The three-year “lookback” window for alleged victims to file lawsuits closes at the end of this year. Hundreds of lawsuits have already been filed in Northern California alone, and attorneys expect a flurry of activity over the final days.
Attorneys representing the Church have argued the current lookback window is unconstitutional, and that it could mean Catholic dioceses across California could be on the hook for “potentially billions of dollars in retroactive punitive damages.”
Victim advocates say such windows are critical because the statute of limitations on civil claims often runs out before victims are ready to come forward. Many argue the statute of limitations should be thrown out altogether in such cases.
San Jose resident John Salberg knows what it’s like for victims now coming forward for the first time. He and some former classmates sued the Church 20 years ago during a similar lookback window in 2003, after he says they were molested by a priest at school in the 1970s.
“We’re going to tell what happened and we’ll fight through the shame,” Salberg recalls thinking at the time.
To this day, he vividly remembers telling his church about it for the first time in the wake of the Boston clergy abuse scandal.
“They kept saying, ‘Boston, New York, LA,’ you know? ‘It’s everywhere but here,’” Salberg said. “I just grabbed the mic in front of all these people and said, ‘I’m really sorry to tell you guys this, but this happened to me, and it happened to a number of your sons.”
Salberg’s lawsuit against the Archdiocese of San Francisco resulted in a $1.5 million jury award.
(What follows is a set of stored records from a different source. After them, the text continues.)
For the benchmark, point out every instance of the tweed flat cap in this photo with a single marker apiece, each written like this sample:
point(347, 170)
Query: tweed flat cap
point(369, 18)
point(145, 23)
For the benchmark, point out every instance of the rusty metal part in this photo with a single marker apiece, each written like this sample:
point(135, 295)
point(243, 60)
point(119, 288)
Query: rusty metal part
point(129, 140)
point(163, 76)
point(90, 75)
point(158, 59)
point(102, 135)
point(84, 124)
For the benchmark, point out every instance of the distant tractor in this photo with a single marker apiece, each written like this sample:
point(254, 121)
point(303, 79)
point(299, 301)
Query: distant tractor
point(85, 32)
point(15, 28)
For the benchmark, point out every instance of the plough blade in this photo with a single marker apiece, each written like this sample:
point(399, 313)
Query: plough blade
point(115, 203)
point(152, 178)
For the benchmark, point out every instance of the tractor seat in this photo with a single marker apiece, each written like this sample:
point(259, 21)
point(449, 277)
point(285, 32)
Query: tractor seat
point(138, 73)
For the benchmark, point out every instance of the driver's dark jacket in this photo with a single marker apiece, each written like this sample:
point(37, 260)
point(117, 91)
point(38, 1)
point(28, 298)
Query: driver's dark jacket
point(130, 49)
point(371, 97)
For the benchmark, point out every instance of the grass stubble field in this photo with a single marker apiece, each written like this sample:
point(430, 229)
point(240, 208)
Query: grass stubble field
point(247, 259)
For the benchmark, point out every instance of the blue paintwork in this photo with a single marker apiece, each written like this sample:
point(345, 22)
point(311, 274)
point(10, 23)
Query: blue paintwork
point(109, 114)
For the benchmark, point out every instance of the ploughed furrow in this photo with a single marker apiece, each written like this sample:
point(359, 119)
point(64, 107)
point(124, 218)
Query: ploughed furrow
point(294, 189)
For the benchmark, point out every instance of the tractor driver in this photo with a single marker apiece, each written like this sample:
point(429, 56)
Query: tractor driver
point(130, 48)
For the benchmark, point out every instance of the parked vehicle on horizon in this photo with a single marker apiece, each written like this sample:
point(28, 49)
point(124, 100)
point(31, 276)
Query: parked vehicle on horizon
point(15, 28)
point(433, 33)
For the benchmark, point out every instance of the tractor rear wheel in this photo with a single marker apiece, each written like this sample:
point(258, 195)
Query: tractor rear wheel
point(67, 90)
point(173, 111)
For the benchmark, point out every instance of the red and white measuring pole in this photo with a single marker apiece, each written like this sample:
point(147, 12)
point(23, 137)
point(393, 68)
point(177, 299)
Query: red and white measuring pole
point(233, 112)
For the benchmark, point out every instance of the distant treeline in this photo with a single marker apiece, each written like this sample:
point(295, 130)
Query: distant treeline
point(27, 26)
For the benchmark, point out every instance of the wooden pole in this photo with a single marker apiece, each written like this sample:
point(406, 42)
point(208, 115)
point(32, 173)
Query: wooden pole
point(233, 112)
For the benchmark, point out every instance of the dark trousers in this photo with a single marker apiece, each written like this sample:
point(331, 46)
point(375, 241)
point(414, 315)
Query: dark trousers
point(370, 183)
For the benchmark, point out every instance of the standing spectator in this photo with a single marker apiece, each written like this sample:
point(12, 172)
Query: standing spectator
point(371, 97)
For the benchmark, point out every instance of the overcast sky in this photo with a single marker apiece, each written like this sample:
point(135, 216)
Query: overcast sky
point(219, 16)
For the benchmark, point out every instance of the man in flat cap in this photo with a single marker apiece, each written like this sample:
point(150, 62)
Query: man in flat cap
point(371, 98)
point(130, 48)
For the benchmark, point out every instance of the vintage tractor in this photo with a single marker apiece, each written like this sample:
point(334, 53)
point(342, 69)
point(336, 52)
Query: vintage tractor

Around the same time, Salberg wrote a letter to then-San Francisco Mayor Gavin Newsom, which he still has, about his experience.
“It has cost me some friendships and some popularity,” Salberg wrote. “As difficult as it’s been, I’d do it all over again.”
He said society often pictures victims as the adults they are today, rather than the vulnerable children they were when they were abused.
“They look at us now and they have a perception of an adult, you know, who’s confident and has the ability to speak their mind and everything else,” Salberg said. “Well, that’s not who got molested. Who got molested was the innocent little boy.”